In its conventional formulation, mechanics describes the evolution of states and observables in time. This evolution is governed by a hamiltonian. This is also true for special-relativistic theories, where evolution is governed by a representation of the Poincaré group, which includes a hamiltonian. This conventional formulation is not sufficiently broad because general-relativistic systems – in fact, the world in which we live – do not fit into this conceptual scheme. Therefore we need a more general formulation of mechanics than the conventional one. This formulation must be based on notions of “observable” and “state” that maintain a clear meaning in a general-relativistic context. A formulation of this kind is described in this chapter.

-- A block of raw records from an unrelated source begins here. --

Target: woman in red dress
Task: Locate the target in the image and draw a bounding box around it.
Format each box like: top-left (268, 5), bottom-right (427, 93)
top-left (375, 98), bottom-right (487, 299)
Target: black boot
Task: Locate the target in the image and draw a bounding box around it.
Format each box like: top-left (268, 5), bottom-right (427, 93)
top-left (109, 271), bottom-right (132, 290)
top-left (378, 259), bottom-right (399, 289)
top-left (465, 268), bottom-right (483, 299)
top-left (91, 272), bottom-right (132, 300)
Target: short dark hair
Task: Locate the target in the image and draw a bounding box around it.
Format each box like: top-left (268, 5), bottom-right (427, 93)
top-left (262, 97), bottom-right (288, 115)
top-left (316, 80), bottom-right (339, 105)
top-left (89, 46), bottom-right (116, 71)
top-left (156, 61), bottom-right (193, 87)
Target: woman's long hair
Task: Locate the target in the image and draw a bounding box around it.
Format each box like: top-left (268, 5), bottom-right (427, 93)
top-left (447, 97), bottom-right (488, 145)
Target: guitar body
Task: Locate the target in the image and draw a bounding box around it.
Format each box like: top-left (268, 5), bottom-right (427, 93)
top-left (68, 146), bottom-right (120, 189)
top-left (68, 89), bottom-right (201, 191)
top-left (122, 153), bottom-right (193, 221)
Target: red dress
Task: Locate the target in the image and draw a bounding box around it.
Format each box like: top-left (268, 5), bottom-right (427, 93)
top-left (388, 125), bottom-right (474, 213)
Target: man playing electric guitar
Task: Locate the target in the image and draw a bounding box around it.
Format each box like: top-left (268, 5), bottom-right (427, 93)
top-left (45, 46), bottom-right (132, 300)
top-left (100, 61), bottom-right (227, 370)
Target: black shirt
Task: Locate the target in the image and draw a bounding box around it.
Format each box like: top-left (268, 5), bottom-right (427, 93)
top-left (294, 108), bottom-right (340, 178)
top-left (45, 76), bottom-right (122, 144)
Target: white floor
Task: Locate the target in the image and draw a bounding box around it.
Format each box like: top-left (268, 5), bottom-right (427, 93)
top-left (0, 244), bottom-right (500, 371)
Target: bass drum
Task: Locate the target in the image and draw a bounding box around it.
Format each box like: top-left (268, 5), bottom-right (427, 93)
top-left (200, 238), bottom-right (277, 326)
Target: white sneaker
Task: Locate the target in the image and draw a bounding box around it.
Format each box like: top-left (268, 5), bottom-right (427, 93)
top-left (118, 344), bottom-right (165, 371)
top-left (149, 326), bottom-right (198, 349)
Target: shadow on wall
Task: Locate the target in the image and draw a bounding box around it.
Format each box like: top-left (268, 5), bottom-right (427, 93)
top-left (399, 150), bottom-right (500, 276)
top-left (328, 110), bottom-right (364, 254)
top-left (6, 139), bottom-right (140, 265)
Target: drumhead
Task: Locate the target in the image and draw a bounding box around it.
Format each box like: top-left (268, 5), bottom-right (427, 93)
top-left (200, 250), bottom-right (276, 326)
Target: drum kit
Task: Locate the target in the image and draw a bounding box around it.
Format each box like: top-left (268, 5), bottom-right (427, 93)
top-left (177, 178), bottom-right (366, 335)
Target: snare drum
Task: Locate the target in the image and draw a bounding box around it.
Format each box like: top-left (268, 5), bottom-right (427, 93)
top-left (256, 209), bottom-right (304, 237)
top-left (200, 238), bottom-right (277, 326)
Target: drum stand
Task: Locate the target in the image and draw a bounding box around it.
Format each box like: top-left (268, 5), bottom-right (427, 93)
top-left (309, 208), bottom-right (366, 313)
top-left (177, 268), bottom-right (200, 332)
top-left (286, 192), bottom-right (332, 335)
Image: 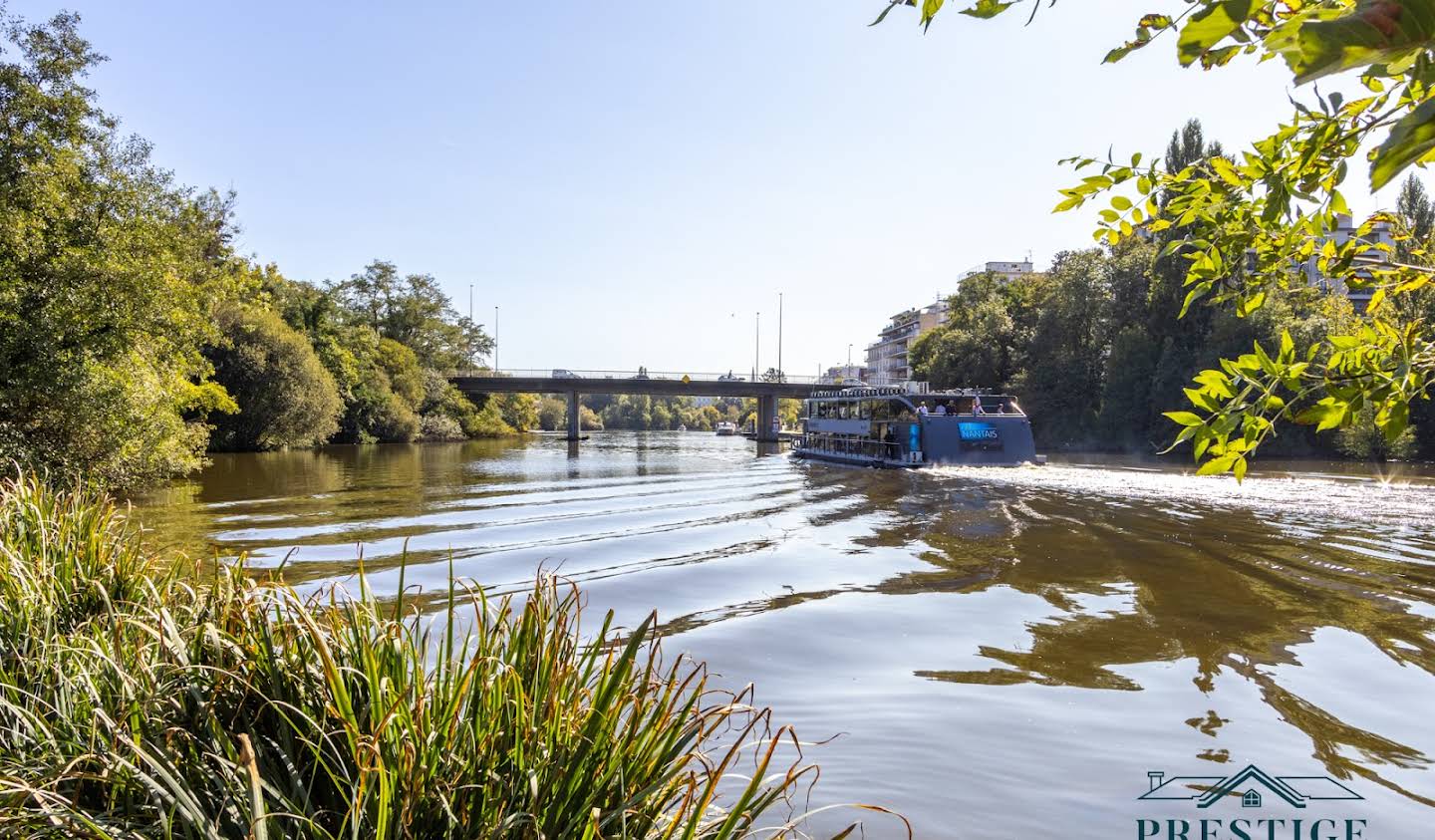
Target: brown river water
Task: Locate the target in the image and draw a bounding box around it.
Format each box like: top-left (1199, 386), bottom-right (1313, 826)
top-left (138, 432), bottom-right (1435, 840)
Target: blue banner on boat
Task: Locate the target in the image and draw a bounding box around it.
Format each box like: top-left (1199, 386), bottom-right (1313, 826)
top-left (957, 423), bottom-right (1002, 440)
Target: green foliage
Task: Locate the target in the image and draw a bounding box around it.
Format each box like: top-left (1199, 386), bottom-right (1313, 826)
top-left (878, 0), bottom-right (1435, 476)
top-left (332, 260), bottom-right (493, 371)
top-left (583, 395), bottom-right (740, 430)
top-left (911, 276), bottom-right (1024, 388)
top-left (1336, 407), bottom-right (1415, 461)
top-left (0, 6), bottom-right (242, 487)
top-left (488, 394), bottom-right (539, 432)
top-left (0, 478), bottom-right (861, 840)
top-left (206, 304), bottom-right (343, 449)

The conventional structure of conventional nonrelativistic mechanics already points rather directly to the relativistic formulation described here. Indeed, many aspects of this formulation are already utilized by many authors. For instance, Arnold identifies the (presymplectic) space with coordinates (t, qi, pi) (time, lagrangian variables and their momenta) as the natural home for mechanics. Souriau has developed a beautiful and little-known relativistic formalism. Probably the first to consider the point of view used here was Lagrange himself, in pointing out that the most convenient definition of “phase space” is the space of the physical motions. Many of the tools used below are also used in hamiltonian treatments of generally covariant theories as constrained systems, although generally within a rather obscure interpretative cloud.